A review of Untitled Goose Game

So, I got myself Untitled Goose Game for the Switch on Sunday as a little treat after the successful bookstore launch. I've been looking forward to it since its teaser trailer made the rounds a year ago. It took me two not terribly long play sessions over the course of two days to complete the main quest of the game, at which point a number of optional side objectives are unlocked. 

Even with some 100% completion challenges, it's not a long game nor a very large environment. It's definitely a snack as far as games go, but freeform and fun enough that it's possible to savor it nonetheless.

Despite the simplicity of its premise, and its refusal to explain anything beyond "you are a goose" notwithstanding, this game has a beginning, a middle, and an end, and there is a logic that governs your rampage: in each of four areas, your goal is to annoy the inhabitants so much that in a fit of pique they put up a "no gooses allowed" sign, an act which in some way serves to open up a path that was barred to you. This gets you one step closer to your ultimate goal.

From the way paths are closed off to you initially and a few other visual cues, we can infer that none of this is actually arbitrary - everything in this picturesque village has been arranged specifically to keep you out. There's a whole implied arms race between the villagers and the goose that has brought things to this point, whereby in trying to curtail the goose's reign of terror, the village has only provoked its greatest spree yet. 

In a sense, it's a story like Moby Dick or Frankenstein, a tale about the hubris of man thinking nature can ever be fought on his terms, can ever be controlled or contained.

This game isn't particularly retro but it definitely evoked some of the nostalgia for me of a game like King's Quest, A Boy and his Blob, or Maniac Mansion, where the challenge is to look at the disparate elements in a scene and figure out how they can be used to circumvent an obstacle or achieve a goal. With puzzle pieces that rely on physics objects and AI behaviors, though, it's more flexible and dynamic, though, and it's far more forgiving - here, there is no character death, no lose condition, and while your path forward is constrained by design, the solution to obstacles is very much a matter of sandbox play. You don't have to hit on the right solution, just figure out an arrangement of the available elements that lets you get where your'e going or claim your prize.

I enjoyed the game and will definitely play it (and play around with it) more, but I find myself hoping that its designers will follow up with something larger and more freeform, something like the Grand Theft Auto of being a horrible goose. Or maybe like the Goat Simulator of it.

It's satisfying to realize that the whole time, the goose has a cunning plan... that the to-do list isn't just an arbitrary meta thing but the steps that take the goose from the garden to its goal... but it left me wanting to explore this world more, to really spread my wings and... waddle quickly at an ornithophobic child whose shoelaces I have previously untied.
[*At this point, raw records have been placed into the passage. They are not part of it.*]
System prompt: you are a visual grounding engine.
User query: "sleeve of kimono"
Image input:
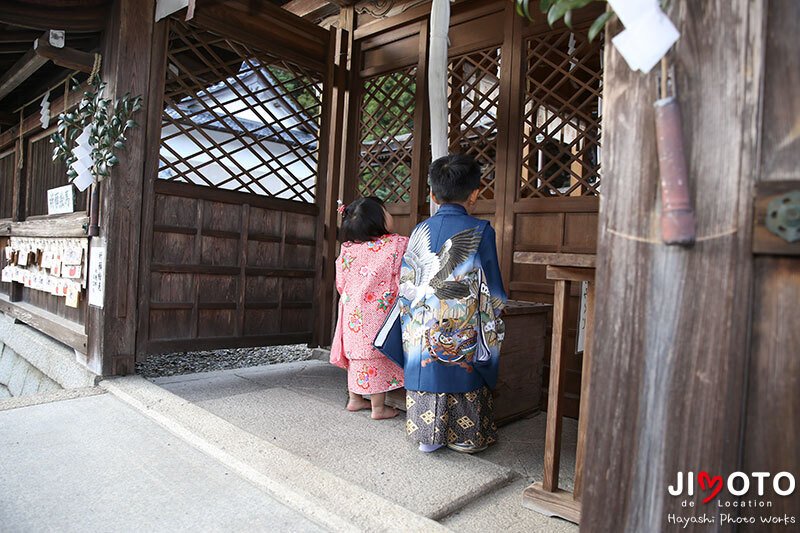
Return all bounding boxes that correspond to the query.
[334,250,344,294]
[478,225,508,315]
[330,250,350,369]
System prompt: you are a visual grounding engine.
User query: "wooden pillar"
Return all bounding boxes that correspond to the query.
[314,17,352,346]
[87,0,155,375]
[581,0,768,531]
[408,20,431,224]
[741,0,800,531]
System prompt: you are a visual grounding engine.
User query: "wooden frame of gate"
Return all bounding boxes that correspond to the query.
[342,1,603,416]
[136,0,333,359]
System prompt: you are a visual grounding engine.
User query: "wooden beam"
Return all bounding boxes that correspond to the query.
[282,0,339,18]
[0,30,42,43]
[33,34,94,74]
[0,111,19,126]
[0,295,88,353]
[0,49,47,100]
[0,0,111,32]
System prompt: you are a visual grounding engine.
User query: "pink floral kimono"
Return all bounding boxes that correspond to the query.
[331,234,408,394]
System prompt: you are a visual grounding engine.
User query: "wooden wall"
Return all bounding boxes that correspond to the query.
[581,0,800,531]
[741,0,800,531]
[25,128,89,217]
[139,181,317,355]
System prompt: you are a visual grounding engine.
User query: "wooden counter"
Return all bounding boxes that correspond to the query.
[514,252,595,523]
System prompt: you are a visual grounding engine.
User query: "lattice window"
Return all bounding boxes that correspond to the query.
[519,30,603,198]
[358,67,417,202]
[158,19,321,202]
[448,46,500,200]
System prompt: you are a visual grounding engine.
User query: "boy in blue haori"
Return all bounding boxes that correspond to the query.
[375,155,506,453]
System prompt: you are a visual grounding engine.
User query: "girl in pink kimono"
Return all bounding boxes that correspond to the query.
[331,197,408,420]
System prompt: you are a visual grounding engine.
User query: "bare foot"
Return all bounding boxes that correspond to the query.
[347,398,371,411]
[372,405,398,420]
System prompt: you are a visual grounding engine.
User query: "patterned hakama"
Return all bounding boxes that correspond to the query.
[406,387,497,448]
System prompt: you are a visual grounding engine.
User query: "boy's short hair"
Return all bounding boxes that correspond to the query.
[428,154,481,204]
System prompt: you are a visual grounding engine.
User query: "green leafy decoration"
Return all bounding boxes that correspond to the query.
[513,0,671,42]
[50,77,142,181]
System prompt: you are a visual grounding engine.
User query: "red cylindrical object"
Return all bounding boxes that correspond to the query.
[654,97,695,246]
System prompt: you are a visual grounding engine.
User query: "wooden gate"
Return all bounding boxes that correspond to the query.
[343,1,603,416]
[137,1,329,358]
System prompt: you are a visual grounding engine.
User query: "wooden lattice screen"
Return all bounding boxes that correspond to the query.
[159,19,321,203]
[448,46,500,200]
[519,30,603,198]
[358,67,417,203]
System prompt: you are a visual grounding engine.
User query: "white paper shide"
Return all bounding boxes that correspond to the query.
[608,0,680,73]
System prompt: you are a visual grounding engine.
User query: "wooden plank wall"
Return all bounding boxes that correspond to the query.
[741,0,800,531]
[25,128,89,217]
[140,181,318,355]
[581,0,764,532]
[0,150,17,219]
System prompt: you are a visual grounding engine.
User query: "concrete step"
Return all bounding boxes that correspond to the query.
[0,389,329,533]
[100,376,447,532]
[157,361,515,519]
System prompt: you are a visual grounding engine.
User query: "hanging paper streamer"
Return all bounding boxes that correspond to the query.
[608,0,680,74]
[72,125,94,191]
[428,0,450,215]
[39,91,50,129]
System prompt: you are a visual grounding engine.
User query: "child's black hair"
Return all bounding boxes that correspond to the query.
[429,154,481,204]
[339,196,389,242]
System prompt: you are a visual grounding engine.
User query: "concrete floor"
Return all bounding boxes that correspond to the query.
[153,361,577,532]
[0,361,577,533]
[0,388,324,533]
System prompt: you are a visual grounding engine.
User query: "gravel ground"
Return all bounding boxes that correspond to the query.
[136,344,312,378]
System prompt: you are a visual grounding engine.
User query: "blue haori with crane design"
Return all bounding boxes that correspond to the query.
[375,204,506,392]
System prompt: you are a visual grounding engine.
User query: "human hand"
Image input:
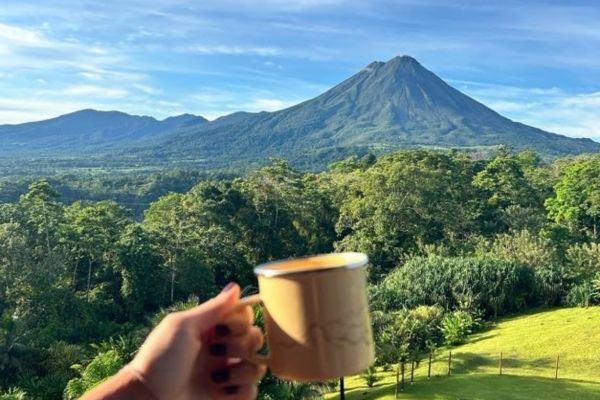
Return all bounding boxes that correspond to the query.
[128,284,266,400]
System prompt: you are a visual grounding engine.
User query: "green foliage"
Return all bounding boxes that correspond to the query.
[442,310,477,346]
[0,388,27,400]
[0,149,600,400]
[374,256,535,315]
[546,155,600,240]
[360,366,380,388]
[64,350,124,400]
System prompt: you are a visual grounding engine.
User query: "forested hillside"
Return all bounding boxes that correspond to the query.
[0,148,600,399]
[0,56,600,176]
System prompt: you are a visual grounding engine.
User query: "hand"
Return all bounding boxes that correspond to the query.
[128,284,266,400]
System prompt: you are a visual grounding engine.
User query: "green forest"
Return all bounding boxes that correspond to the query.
[0,147,600,400]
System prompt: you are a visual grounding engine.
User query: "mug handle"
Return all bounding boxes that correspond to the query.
[234,294,271,366]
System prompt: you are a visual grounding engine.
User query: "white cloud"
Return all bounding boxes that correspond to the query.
[184,45,281,56]
[247,99,296,111]
[453,81,600,137]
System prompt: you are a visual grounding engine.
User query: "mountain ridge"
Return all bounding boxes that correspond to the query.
[0,56,600,169]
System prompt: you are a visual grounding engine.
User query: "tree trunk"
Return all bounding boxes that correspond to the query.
[171,265,175,304]
[400,361,404,391]
[42,202,50,256]
[71,257,81,289]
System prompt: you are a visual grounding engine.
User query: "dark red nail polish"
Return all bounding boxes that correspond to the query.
[212,369,230,383]
[215,324,231,337]
[208,343,227,357]
[221,282,235,293]
[225,386,240,394]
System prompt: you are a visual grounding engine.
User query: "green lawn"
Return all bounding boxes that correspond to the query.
[325,307,600,400]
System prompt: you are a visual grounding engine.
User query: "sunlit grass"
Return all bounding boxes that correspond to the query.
[326,307,600,400]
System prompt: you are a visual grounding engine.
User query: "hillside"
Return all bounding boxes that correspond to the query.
[0,110,207,154]
[151,56,600,166]
[326,307,600,400]
[0,56,600,170]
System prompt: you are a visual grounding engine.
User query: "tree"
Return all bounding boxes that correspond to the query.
[61,201,131,299]
[473,148,544,232]
[545,156,600,241]
[19,179,63,255]
[116,224,164,320]
[336,151,480,280]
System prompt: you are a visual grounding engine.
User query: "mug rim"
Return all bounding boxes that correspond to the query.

Do I recommend this game? I give it the same recommendation I give every game: you might like it, if it's the sort of game you like. I do think that developer House House has hit on a magic formula, though. One note I've seen cropping up in people's tweets is that many who have tried and failed to do "evil playthroughs" as a human character on RPGs have gone absolutely feral hog at the chance to play as a horrible goose, perhaps because the goose is not human and the aggressive jerkiness of large waterfowl is something of an internet meme.

A game that allows you to play as a bloodthirsty predator turned loose against hapless villagers would have the same moral alibi of "you're not playing as a human," but wouldn't necessarily quiet the conscience in the same way. The goose is just a jerk, though. The villagers are inconvenienced, humiliated, and terrified, and there is some significant property damage, but it's largely a case of no harm, no fowl... er, you know what I mean.

On the note of terror, I should point out that all the different characters you encounter have differing personalities, which includes differing levels of tolerance for and fear of the goose. Most of them will at least confront you if you invade their bubble, causing you to drop whatever you're holding. Some will chase you at least a short distance, and are assertive enough to push you out of places you're not supposed to be.

One character in particular, though, is genuinely terrified of the goose, and your progress forward depends on taking advantage of this in ways that seem cruel even by standards of being a horrible goose. To put it delicately, this game expects you as a goose to be willing to traumatize a child. I didn't have a problem with it in the context of the game, but I think it's worth noting here.